Update Windows Registry

Upload and deploy Windows Registry (.reg) files to one or more devices using Custom Remediation. Ideal for applying system policies, security settings, or config changes at scale.

About this task

The Upload Windows Registry File feature lets IT admins apply registry changes to one or more Windows devices quickly and securely — without creating a Fixlet or waiting for official content updates.

  • Import a .reg file directly into the Custom Remediation wizard.

  • Automatically converts the registry file into a script that runs silently on targeted devices.

  • Supports deploying to any number of Windows endpoints that meet targeting criteria.

To open the Windows Registry Configuration widget, from the Custom Remediation app, on the Windows Registry Configuration card, click Update.
Update Windows registry

Procedure

  1. Registry:

    • You can upload a .reg file by:

      • Dragging and dropping the file into the upload area, or

      • Clicking Browse Files to select the file from your system.

    • If you prefer to specify registry changes directly:

      1. Enter Registry Key Path, specify the full path to the registry key you want to modify.

        Example:

        HKEY_LOCAL_MACHINE\Software\YourCompany\Settings
      2. Provide New Registry Key Data

        • Data Name: The name of the registry value to be created or modified.

          Example: EnableFeatureX

        • Data Type: Choose from supported types:

        • Data Value: Enter the value associated with the key.

          Example: 1 (for enabling a feature)

      3. Click Add Registry Key. This adds the key-value pair to the list of changes to be deployed.
      4. Add Multiple Registry Keys (Optional)

        • You can repeat Step 2 to add multiple registry entries under different or the same paths.

        • All keys will be written in a single execution sequence on the endpoint.

      Example:
      Registry Path Name Type Value
      HKEY_LOCAL_MACHINE\Software\MyApp AutoStart REG_DWORD 1
      HKEY_LOCAL_MACHINE\Software\MyApp\Config ServerURL REG_SZ https://example.com
  2. Devices: Filter target devices and click Next.
  3. Sequence: The configured options are processed sequentially from top to bottom, giving you precise control over how deployments are delivered, how users are informed, and how failures are handled.

    1. Start downloading immediately

      When enabled, targeted endpoints begin downloading the required payloads as soon as the remediation action is deployed.

    2. Before running message

      When enabled, the configured message is displayed to the end user before the action starts. This can be used to provide context, warnings, or request user confirmation.

    3. While running message

      When enabled and a message is configured, during execution of the action, the notification message is shown to indicate that the remediation is currently in progress. This helps maintain user awareness and reduce support inquiries.

    4. Reboot/restart devices on completion of deployment

      After the remediation completes, targeted devices are automatically rebooted if required by the fixlet. This step ensures that changes are properly applied and system integrity is maintained.

    5. On failure: retry x time and wait x hour between attempts

      If the action fails, you can configure:

      • Number of retries: how many times the system should reattempt the action.

      • Wait time between retries: the number of hours to wait between each retry.

      This setting increases the success rate by accounting for temporary issues like device disconnection or network latency.

    Click Next to proceed.

  4. Schedule: Select a time range for the scheduled activity. This setting defines the window during which the schedule remains in effect. After configuring the schedule, click Next to proceed.
    Field Label Description
    Start Date Select the calendar date when the remediation deployment should begin.
    Start Time Select the time (hh:mm) at which the remediation should start.
    Time Zone (Start) Choose the time zone to apply for the start time: - Client: Uses each endpoint's local time. - UTC: Uses Coordinated Universal Time.
    End Date Select the calendar date by which the remediation deployment should be completed.
    End Time Select the time (hh:mm) at which the deployment window ends.
    Run During Agent’s Configured Maintenance Window Enable this option to restrict the deployment to devices that have a maintenance window configured.

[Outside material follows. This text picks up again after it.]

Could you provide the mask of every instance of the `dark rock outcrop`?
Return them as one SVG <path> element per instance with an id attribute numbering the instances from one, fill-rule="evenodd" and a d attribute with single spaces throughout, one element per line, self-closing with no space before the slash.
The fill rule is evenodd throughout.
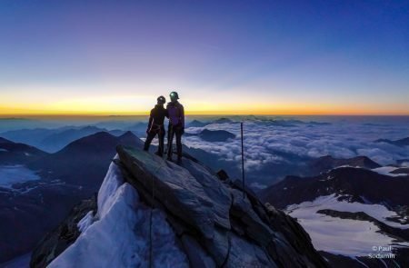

The remediation will only run within those windows. ❗ Note: Devices without a maintenance window will be excluded from the deployment.
    Run on All Devices, Regardless of Their Configured Maintenance Window Enable this option to override maintenance window restrictions. The remediation will run on all targeted devices, whether or not they have a maintenance window configured.
    Reset Click to clear all current scheduling fields and revert the section to its default state. Use this to start over if needed.
  5. Summary: The Summary section provides a consolidated view of all the configuration options selected in the remediation flow. It acts as the final checkpoint before deployment, allowing you to review and confirm your settings.
    Action name:

    • Enter a unique and meaningful name that clearly describes the purpose of the action.

    • This name will appear in action history, logs, and dashboards, helping you and your team quickly identify and differentiate actions.

    • Use descriptive terms (e.g., "Critical Patch – May 2025 – Windows Devices") to ensure clarity and traceability.

  6. Deploy: After verifying the configured information, click Deploy to deploy the action.